Casimir von Arx · GLP

de
Grosser Rat (BE)30.11.2023
Casimir von Arx, Spiegel b. Bern (GLP), Motionär. Ja, besten Dank für die angeregte Debatte. Ich beginne mit ein paar Repliken. Zu Grossrat Bichsel: Ich habe direkt aus dem Kanton Zürich von jemandem, der genau dort beruflich unterwegs ist, die gegenteilige Information, nämlich dass die Alkoholkontrollen sehr wohl durchgeführt werden.
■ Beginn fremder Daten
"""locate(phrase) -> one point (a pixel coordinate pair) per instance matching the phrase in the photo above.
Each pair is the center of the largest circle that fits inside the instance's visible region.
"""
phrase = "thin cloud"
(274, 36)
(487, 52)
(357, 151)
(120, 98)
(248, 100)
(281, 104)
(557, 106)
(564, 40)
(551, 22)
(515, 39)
Das können wir nun so zur Kenntnis nehmen. Aus dem Kanton Bern hat mir Grossrätin Gasser gesagt, dass sie sogar kontrolliert wird, ob sie zu viele Pilze im Wald gesammelt hat.

Um vielleicht noch ein bisschen ein Mengengerüst zu machen, habe ich einmal umgerechnet, wie viele Kontrollen eigentlich pro Jahr im ganzen Kanton stattfinden müssten, damit man die gleiche Kontrolldichte hat wie im Strassenverkehr. Es sind etwa 125 auf das ganze Jahr, wenn man die gleiche Kontrolldichte möchte. Ob dies wirklich das Problem ist, wage ich zu bezweifeln.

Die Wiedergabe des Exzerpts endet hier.